«Appartengo a una generazione disgraziata a cavallo fra i vecchi tempi ed i nuovi, e che si trova a disagio in tutti e due. Per di più, come lei non avrà potuto fare a meno di accorgersi, sono privo d’illusioni.» –Tomasi di Lampedusa
HOTEL A ZERO STELLE – Inferni e paradisi di uno scrittore senza fissa dimora
Tommaso Pincio
Laterza 2011
Tommaso Pincio, pseudonimo di Marco Colapietro, compie un prodigio, una magia, un trucco da illusionista con questo Hotel a zero stelle, aprendo il libro con trenta pagine di una noia micidiale e per di più scritte male.
Poi le chiude.
Delusione.
Riapre.
Disillusione e sospetto.
E va con duecento pagine travolgenti, bellissime, un coacervo di pensieri, riflessioni e storie che si ibridano in una sorta di flusso di coscienza autobiografico che è anche saggio ed è anche romanzo.
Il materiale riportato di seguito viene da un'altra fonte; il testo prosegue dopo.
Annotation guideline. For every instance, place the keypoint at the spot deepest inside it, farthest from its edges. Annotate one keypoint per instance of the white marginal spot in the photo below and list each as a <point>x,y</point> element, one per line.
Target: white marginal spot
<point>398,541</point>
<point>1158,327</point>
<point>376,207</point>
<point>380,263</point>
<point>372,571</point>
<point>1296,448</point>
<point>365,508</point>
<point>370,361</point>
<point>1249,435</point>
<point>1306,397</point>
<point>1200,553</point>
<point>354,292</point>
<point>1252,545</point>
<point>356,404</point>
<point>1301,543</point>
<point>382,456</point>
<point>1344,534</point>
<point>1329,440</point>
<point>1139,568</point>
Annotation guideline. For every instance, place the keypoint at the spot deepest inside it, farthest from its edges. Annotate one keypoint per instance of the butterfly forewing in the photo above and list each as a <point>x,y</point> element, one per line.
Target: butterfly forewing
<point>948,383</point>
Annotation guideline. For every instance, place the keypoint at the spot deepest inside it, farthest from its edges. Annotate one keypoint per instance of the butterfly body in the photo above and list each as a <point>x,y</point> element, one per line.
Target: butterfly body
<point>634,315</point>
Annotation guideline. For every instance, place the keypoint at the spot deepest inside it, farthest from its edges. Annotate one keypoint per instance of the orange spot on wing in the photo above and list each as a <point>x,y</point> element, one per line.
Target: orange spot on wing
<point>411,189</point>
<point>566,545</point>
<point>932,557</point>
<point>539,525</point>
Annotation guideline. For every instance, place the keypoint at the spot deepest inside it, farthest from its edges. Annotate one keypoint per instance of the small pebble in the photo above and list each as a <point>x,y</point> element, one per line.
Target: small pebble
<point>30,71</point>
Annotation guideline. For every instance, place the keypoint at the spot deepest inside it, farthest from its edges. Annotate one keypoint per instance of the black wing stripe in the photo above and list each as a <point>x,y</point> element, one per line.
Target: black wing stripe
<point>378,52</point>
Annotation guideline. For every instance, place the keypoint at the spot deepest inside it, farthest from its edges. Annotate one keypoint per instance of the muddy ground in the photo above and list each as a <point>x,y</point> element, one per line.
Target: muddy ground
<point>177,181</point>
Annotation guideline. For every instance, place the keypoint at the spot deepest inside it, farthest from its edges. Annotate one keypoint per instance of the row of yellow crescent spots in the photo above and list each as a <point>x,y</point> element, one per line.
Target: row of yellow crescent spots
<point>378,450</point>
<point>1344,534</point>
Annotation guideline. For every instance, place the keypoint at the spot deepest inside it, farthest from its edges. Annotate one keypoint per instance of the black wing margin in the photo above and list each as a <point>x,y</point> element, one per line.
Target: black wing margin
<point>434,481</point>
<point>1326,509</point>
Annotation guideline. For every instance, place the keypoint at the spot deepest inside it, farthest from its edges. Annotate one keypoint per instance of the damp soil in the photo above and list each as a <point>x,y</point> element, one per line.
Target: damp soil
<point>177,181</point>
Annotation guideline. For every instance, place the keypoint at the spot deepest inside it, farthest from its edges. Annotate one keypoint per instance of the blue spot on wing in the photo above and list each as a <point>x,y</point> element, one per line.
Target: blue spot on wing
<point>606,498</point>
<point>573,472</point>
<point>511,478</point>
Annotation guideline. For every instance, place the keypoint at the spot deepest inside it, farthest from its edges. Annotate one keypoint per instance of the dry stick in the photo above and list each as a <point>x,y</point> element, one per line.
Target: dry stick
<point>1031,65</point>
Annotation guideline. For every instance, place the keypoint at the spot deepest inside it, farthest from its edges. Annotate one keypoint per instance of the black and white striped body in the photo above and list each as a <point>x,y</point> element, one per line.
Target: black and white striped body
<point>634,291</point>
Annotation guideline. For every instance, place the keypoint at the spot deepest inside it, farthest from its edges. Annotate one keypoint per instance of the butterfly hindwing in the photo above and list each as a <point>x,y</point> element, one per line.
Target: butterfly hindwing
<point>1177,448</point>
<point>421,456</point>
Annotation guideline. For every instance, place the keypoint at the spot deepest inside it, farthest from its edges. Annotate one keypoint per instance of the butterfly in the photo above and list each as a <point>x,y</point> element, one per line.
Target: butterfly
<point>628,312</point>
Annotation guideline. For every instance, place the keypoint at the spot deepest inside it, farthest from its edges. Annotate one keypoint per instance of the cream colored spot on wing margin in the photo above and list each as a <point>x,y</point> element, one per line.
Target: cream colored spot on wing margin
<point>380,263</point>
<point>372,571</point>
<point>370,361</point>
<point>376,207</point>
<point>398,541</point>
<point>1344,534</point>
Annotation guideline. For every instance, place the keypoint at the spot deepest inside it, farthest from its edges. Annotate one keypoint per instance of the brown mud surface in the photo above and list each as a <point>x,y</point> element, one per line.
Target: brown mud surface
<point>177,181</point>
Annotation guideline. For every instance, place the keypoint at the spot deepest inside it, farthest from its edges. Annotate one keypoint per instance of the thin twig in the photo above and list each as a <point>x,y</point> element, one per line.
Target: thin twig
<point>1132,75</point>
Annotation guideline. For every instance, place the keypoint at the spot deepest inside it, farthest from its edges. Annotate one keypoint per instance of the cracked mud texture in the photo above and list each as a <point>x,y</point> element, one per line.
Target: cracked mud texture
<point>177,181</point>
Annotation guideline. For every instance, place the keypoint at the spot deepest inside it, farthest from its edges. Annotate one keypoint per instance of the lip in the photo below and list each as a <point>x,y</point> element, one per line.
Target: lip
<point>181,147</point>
Compie un’impostura, ne sono assolutamente certo, l’impostura che è anche il nerbo che tiene insieme le parole, gli uomini, le vite. L’impostura di quelle trenta pagine iniziali che mentre le leggevo mi dicevo ”Che due palle! Ma che noia!” e avevo iniziato a notare solo quei fastidiosissimi anticipi degli aggettivi, che si ripetevano insistentemente, luminescenti frequentazioni, inqualificabili stratagemmi, precocemente educati, autenticamente sentiti, conflittuale rapporto, dilettantesche menzogne… ecco, capirete come mi fossi perfino irritato, tanto che pensavo ”Basta! Se continua ancora così lo mollo questo qui!”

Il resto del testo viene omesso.